Yet the CRTC decision states that cutting Canadian talent “may increase a project’s attractiveness in foreign markets.” This is the same federal body that in 2015 emphasized making international sales of Canadian TV a primary goal. Foreign markets? How exactly does that line up with the other language of the Act that mandates that “through its programming and … employment opportunities” the TV system is to “serve the needs and interests, and reflect the circumstances and aspirations, of Canadian men, women and children.” The idea that the system is to serve all Canadians is underlined by mention of Canada’s “linguistic duality”, “multicultural” and “multiracial” nature and “the special place of aboriginal peoples” in our society.

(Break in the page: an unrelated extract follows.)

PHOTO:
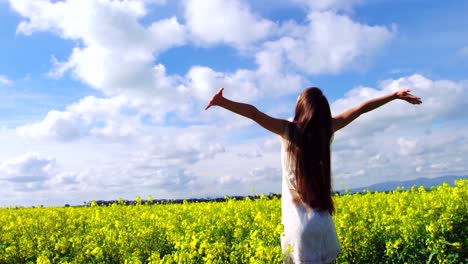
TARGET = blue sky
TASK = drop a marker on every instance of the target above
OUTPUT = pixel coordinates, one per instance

Public money is invested to create TV programming that serves the needs and interest of all Canadians. There’s nothing in the Act to suggest foreign audiences should take precedence. What’s the return on investment for the public who pay for these productions with tax dollars and cable subscription fees?
Yes, the TV industry needs an overhaul. Yes, let’s have the national discussion about defining “Canadian TV,” with the creators themselves having a place at the table. Heritage Minister Mélanie Joly’s review of the industry has barely begun, but it’s of vital importance to ask — and answer — the following questions.
Is it enough if the copyright is held by a Canadian corporate entity? Or should it spring from the hearts, minds and imaginations of people who walk our land, pay our taxes, and love the country we share?
Jill Golick is an award-winning Canadian screenwriter and digital creator-showrunner-producer, and President of the Writers Guild of Canada.